We asked a few residents to provide applicants with a window into their lives, one day or one week at a time.
The following is a brief one day in the life sent by a current PGY4. Click the links below for more detailed "week in the life" examples.
Example day in the life of a current PGY4:
This morning happens to be one of my two days of outpatient continuity clinic, so I am seeing patients in clinic. Given our current pandemic, half of my appointments today are virtual and the other half in person. As a PGY4, we have the flexibility to not step out and staff cases in person, but can message our attendings (who are actively watching the encounter) when we are shifting into assessment/plan. They are able to send us a message that they agree with our plan, or they may ask us to step out and staff the case. This enables us more control and autonomy over patient care and also takes much less time. As I wrap up my four follow-ups for the morning, I drive to the hospital for lunch. We are provided $3,000 food allowance for the year and believe it or not, our hospital food is worth eating!

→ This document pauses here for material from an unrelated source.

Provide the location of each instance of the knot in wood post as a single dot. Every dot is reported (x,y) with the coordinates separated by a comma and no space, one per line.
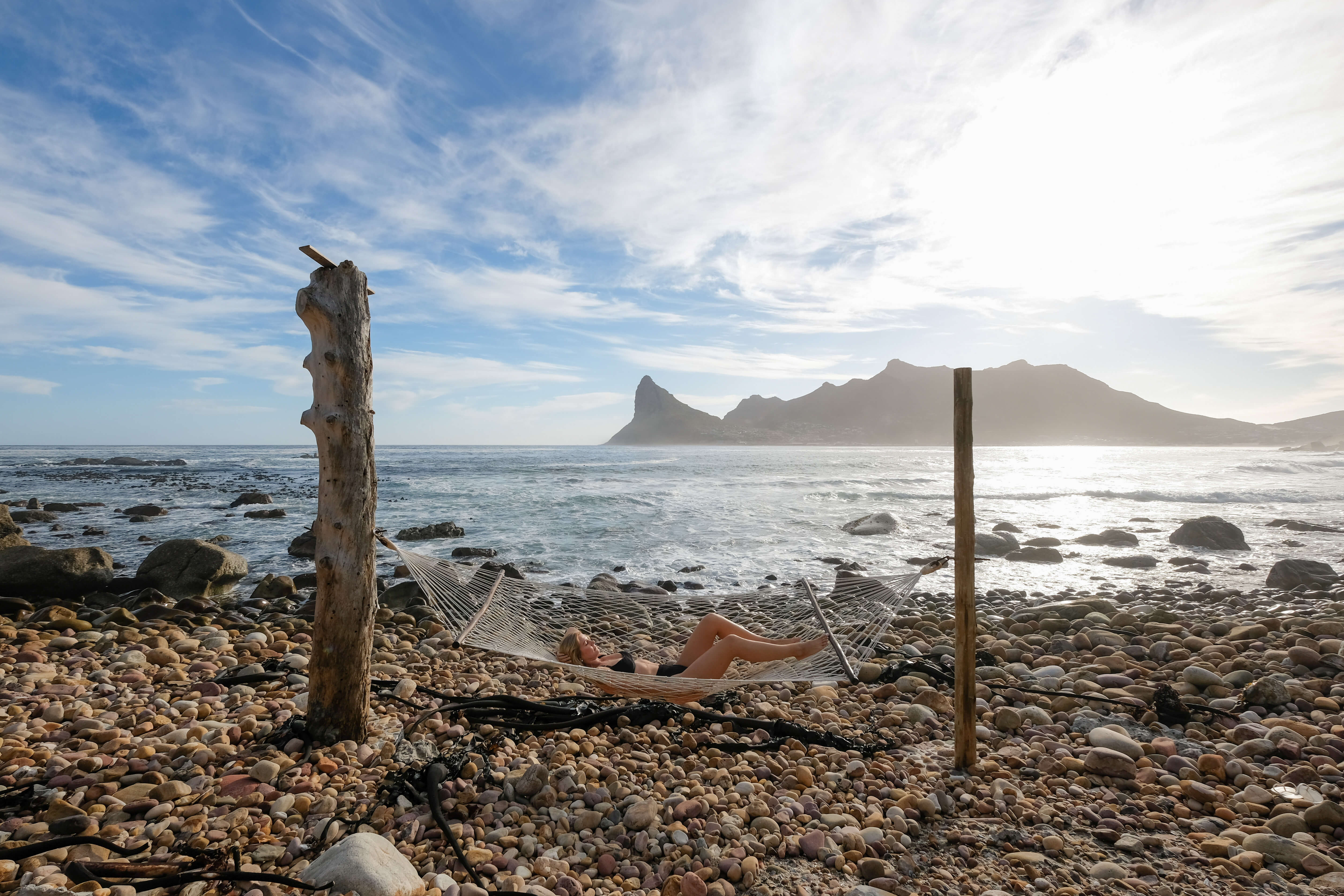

This afternoon, I have the opportunity to work with the Designated Crisis Responders (DCR). In Washington, the DCR is the sole entity who has the ability to involuntarily detain people secondary to grave disability or risk of harm to self or others. Today, I am assigned a case that is out in the community. We spend the first hour compiling information on the case: police records, jail records, collateral from family and therapists. After having all the necessary information, we call the special mental health police unit to meet us at the patient’s residence. We stage a block away from the house and meet with the police to come up with a plan. Ambulance is called to help with transportation to the hospital if detainment is deemed necessary. In the end, this person needed to be detained for grave disability. It is wonderful to see mental health professional work in concert with police to help treat this population. In this case, motivational interviewing proved effective at getting the patient outside their house to receive further treatment.
We follow the ambulance to the hospital and help in the process of getting the patient settled in. As 5pm nears, I peel off to let the DCR finish their paperwork, retiring home to my solace on the river with my puppy. Time to re-energize the batteries before starting a completely different adventure the next day.